What if the root of many a child’s “difficult” attitudes or “chaotic” sleep patterns are as a result of too much enforced napping during the day?

Despite my belief that our boys do benefit from a nap during the day, this seems like much too important of a variable to simply ignore for families dealing with issues like the ones in the examples above.

 

In Conclusion

If you are dealing with behavior issues, problems with sleep patterns or issues of inattention in your 3 or 4 year old, consider trying to do without the daily nap.

Some good science backs up the idea that napping during the day could be at the root of some or all of these issues.

Also, please let us know which side of this divide your kids are on!

Do you believe they benefit from naps or do you think they could be counter-productive for your children?

2 Responses

  1. As a prior daycare provider, I enforced the nap in all my children up until 6 months before they started school in September. I rely on good scientific studies into pre-school brain development which indicates that children before the age of 4 benefit cognitively, socially and with improved health when the body gets at LEAST a 90 minute nap in which the brain can re-energize the body’s growth and reorganize neuron connections made. Our neuron connections benefit, much like a computer, from a defragment in order to place what is learned in it’s proper place for re-call in the brain. I have not had ONE child I napped have a single difficulty in school. I’ve had one child with Apraxia of the Speech make significant gains in re-learning speech patterns because he napped up until 6 years old (his parents kept up with the practice) and one child who is being moved to a gifted program once she reaches grade six.

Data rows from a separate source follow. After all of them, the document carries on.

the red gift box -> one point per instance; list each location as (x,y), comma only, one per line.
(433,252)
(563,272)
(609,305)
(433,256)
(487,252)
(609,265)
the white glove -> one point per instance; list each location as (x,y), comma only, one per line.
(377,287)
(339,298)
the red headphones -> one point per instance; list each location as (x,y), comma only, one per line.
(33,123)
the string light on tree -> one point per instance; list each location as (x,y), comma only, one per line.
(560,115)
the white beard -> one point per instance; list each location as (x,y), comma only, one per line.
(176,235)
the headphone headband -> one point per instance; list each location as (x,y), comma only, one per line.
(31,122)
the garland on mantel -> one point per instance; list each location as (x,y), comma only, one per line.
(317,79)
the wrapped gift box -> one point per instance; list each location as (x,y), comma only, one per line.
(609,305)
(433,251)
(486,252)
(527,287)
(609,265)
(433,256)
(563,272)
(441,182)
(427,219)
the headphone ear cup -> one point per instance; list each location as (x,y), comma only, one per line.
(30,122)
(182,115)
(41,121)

The benefits of naps are enormous. I understand it’s hard for parents to enforce naps, but after years of caring for other people’s children, I have found that it’s just easier to get someone else to do it. Another problem are parents who demand caregivers stop napping their children at the age of 2. They are not with their child 5 days a week. I doubt working parents understand that 2 year olds DO NOT sit quietly, keep the younger children up with their schenanigans and noise and after a 10 hour workday, the only person going to bed early is the caregiver. I have NOT met ONE 2 year old deprived of the nap who goes to bed at 7 p.m. They fall asleep in the car on the way home, don’t eat dinner and wake up at 9 p.m. after a nice long 3 hour nap.

    If you think naps are not necessary, think again. Caregivers deal with puffy-eyed parents every morning at 7 a.m. who did not get a good night’s sleep because their toddler didn’t go to bed until 11:30 p.m.That break isn’t just for the parents and the caregiver. It’s very important to the child.